According to a study published in the April 8, 2008, issue of Neurology®, the medical journal of the American Academy of Neurology, people who have had depression are more likely to develop Alzheimer’s disease (AD) than people who have never had depression.
It has been theorized that depression my increase the risk for Alzheimer's disease, but it has been unclear if the risk is impacted by structural brain changes. One theory was that depression leads to loss of cells (atrophy) in two areas of the brain, the hippocampus and the amygdala, which then contributes to Alzheimer’s disease.
- The study included 503 participants between the ages of 60 and 90 who had no dementia.
- Participants reported their history of any depressive episodes.

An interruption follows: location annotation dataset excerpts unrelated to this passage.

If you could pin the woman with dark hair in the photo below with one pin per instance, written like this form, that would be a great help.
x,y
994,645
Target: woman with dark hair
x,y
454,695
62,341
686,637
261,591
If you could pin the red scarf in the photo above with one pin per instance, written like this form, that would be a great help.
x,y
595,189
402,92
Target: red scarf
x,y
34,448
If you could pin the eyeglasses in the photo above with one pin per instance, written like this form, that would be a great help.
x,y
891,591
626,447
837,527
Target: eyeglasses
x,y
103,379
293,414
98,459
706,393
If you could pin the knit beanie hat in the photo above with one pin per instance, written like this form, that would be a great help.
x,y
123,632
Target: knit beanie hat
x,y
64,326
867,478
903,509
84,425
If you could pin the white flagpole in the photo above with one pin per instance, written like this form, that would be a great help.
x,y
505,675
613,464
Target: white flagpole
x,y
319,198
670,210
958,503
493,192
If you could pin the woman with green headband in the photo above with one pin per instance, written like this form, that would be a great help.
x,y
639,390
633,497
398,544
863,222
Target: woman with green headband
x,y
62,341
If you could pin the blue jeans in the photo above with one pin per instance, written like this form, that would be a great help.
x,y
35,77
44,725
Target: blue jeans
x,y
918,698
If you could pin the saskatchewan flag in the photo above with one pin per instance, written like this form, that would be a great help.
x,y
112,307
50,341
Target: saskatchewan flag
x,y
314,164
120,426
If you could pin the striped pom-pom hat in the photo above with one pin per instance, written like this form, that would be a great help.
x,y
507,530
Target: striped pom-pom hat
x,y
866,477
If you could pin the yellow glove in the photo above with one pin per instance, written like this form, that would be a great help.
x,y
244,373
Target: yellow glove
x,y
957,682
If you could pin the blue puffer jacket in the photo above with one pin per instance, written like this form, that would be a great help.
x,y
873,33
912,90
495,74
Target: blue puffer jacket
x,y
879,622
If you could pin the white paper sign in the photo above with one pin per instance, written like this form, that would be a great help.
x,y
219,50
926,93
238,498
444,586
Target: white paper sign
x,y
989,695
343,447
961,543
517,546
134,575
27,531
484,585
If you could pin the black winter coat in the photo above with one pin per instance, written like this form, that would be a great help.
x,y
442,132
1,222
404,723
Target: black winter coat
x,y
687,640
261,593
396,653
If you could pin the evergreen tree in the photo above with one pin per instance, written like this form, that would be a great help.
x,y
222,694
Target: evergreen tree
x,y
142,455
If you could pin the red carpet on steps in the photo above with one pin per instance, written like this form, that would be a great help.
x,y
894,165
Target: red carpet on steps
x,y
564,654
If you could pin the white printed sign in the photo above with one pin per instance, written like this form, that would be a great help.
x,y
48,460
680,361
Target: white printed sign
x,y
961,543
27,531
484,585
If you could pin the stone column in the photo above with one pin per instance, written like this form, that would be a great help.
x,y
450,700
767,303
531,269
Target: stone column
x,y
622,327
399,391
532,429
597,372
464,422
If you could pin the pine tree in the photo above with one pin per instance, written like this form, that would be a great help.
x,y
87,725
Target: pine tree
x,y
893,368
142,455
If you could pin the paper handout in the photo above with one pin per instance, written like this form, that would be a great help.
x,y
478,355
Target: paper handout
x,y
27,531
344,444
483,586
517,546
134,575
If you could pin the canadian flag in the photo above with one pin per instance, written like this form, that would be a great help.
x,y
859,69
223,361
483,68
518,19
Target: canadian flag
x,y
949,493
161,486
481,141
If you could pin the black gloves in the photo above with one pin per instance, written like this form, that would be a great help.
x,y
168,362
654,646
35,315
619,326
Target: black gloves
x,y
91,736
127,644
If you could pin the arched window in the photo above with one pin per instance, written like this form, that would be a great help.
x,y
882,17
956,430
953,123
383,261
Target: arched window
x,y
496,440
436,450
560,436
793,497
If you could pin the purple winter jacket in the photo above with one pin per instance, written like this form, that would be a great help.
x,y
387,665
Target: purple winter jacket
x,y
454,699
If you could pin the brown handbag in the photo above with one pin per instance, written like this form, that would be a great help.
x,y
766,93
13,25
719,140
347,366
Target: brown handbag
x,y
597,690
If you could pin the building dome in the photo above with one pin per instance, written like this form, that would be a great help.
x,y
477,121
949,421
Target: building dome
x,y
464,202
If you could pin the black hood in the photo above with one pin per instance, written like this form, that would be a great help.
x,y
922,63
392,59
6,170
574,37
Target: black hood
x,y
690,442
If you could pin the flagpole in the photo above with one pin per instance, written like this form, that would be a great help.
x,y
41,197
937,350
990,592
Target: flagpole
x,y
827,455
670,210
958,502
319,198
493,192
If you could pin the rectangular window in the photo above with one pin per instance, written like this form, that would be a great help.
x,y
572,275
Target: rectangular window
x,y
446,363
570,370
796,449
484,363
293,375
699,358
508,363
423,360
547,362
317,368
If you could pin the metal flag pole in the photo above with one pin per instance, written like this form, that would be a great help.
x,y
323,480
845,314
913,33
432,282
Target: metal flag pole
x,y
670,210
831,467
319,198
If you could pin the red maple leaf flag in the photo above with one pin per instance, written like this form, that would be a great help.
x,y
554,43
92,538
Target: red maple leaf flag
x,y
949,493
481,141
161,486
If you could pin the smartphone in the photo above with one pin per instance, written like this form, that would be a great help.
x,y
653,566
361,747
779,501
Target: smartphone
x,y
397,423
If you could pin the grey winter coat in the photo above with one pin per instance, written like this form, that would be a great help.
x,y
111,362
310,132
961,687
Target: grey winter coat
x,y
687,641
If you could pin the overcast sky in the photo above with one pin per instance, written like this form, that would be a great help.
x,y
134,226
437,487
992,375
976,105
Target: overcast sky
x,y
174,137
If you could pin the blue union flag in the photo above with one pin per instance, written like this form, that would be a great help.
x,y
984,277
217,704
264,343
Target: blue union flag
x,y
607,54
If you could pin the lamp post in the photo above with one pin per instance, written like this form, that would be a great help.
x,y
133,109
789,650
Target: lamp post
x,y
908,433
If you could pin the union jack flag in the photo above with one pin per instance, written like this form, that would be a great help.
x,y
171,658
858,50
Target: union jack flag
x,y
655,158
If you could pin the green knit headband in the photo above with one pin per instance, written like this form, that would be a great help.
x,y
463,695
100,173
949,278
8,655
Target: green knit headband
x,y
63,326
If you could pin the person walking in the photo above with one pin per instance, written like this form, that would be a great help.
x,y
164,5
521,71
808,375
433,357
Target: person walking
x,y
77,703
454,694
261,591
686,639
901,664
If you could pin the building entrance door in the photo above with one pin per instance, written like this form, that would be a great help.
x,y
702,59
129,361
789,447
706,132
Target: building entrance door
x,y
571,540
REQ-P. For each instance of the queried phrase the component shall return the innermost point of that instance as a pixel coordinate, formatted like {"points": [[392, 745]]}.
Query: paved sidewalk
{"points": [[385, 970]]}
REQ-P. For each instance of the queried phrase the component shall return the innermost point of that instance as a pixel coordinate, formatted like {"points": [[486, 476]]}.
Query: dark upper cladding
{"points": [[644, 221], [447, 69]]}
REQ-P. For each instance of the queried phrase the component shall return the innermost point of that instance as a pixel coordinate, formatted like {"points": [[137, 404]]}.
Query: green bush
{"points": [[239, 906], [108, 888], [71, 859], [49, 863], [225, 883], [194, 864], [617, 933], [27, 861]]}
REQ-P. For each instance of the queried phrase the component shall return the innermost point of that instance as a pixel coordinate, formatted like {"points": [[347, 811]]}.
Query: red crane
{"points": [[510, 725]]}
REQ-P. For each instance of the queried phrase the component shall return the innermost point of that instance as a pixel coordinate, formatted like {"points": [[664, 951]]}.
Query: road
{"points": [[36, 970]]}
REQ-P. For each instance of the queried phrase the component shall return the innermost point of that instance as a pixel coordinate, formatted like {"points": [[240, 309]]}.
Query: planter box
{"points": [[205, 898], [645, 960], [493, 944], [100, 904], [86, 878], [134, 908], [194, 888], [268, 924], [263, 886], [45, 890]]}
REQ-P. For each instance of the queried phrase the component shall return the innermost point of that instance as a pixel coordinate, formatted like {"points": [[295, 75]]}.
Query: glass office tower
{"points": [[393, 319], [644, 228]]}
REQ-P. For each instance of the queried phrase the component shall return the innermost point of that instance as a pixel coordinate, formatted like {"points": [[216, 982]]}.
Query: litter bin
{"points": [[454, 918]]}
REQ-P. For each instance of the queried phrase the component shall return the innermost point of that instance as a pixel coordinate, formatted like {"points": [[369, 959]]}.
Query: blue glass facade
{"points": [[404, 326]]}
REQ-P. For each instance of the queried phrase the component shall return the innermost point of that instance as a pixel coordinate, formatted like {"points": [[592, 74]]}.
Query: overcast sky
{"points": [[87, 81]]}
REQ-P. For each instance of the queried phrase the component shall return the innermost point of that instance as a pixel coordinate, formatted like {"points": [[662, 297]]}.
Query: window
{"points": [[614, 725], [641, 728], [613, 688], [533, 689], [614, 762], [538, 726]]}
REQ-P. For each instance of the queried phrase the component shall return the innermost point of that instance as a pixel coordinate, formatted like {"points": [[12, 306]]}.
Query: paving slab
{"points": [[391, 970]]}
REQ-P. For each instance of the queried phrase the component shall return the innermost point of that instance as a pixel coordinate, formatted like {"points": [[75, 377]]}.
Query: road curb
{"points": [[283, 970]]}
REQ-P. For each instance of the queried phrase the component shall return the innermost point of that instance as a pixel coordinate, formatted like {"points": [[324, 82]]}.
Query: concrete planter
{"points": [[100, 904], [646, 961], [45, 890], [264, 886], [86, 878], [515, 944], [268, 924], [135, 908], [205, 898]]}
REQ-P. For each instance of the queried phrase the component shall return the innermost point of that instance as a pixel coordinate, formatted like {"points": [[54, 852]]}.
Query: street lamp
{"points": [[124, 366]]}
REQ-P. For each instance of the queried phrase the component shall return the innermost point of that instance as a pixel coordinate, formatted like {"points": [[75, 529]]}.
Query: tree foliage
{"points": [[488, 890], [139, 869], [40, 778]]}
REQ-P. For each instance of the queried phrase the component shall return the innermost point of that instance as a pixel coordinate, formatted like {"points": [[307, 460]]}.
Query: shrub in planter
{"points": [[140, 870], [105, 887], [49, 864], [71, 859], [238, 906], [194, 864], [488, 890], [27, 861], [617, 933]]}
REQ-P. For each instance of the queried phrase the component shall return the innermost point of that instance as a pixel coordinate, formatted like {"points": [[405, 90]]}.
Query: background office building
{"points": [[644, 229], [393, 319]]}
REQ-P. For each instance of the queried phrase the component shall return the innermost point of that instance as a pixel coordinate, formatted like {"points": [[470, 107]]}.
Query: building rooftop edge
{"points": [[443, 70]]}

- Depressive symptoms were assessed utilizing the Center for Epidemiologic Studies Depression Scale.
- Assessment of the hippocampus and amygdala was performed via three-dimensional MRI.
- Participants were followed for an average of six years, observing for development of AD.
- One hundred thirty-four of the study participants (26.6%) reported a history of depression.
- Eighty-eight of the 134 reported onset before the age of 60. (Reporting at least one episode of depression that prompted them to seek medical advice.)
- Forty-six of the 134 reported late onset depression.
- Three-dimensional MRI analysis did not reveal any significant association with hippocalmpal or amygdalar volume (size).
- Thirty-three study participants developed AD during the study follow-up period.
- Analysis revealed that participants with early onset depression had an increased risk for AD, independent of hippocampal or amygdalar volume.
- Depressive symptoms at the beginning of the study were not associated with increased risk of AD.
Study author Dr. Monique M.B. Breteler, with the Erasmus University Medical Center in the Netherlands, commented,
“We don’t know yet whether depression contributes to the development of Alzheimer’s disease or whether another unknown factor causes both depression and dementia... We’ll need to do more studies to understand the relationship between depression and dementia.”